LeWI will improve the load balance of the outer level of parallelism by redistributing the computational resources at the inner level of parallelism. This readjustment of resources will be done dynamically at runtime.
This dynamism allows DLB to react to different sources of imbalance: Algorithm, data, hardware architecture and resource availability among others.

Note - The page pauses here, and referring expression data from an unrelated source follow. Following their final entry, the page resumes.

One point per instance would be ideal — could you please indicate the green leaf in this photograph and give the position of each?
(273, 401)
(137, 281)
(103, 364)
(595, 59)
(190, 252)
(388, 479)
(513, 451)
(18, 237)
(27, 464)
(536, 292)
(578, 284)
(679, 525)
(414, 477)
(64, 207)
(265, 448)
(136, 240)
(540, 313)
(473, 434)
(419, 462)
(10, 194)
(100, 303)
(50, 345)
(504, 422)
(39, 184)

The DLB approach to redistributing the computational resource at runtime depending on the instantaneous demand can improve the performance in different situations:
- Hybrid applications with an imbalance problem at the outer level of parallelism
- Hybrid applications with an imbalance problem at the inner level of parallelism
- Hybrid applications with serialized parts of the code
- Multiple applications with different parallelism patterns
In fig. 3 we can see an example of LeWI. In this case, the application is running two MPI processes in a computing node, with two OpenMP threads each one. When MPI process 1 reaches a blocking MPI call it will lend its assigned cpus (number 1 and 2) to the second MPI process running in the same node. This will allow MPI process 2 to finish its computation faster.
DROM: Dynamic Resource Ownership Management
This module allows reassigning computational resources from one process to another depending on the demand.
DROM offers and API that can be used by an external entity, ie. Job Scheduler, Resource Manager…
With the DROM API a CPU can be removed from a running application and given to another one:
- To a new application to allow collocation of applications
- To an existing application to speedup its execution
TALP: Tracking Application Live Performance
TALP is a lightweight, portable, extensible, and scalable tool for online parallel performance measurement. The efficiency metrics reported by TALP allow HPC users to evaluate the parallel efficiency of their executions, both post-mortem and at runtime.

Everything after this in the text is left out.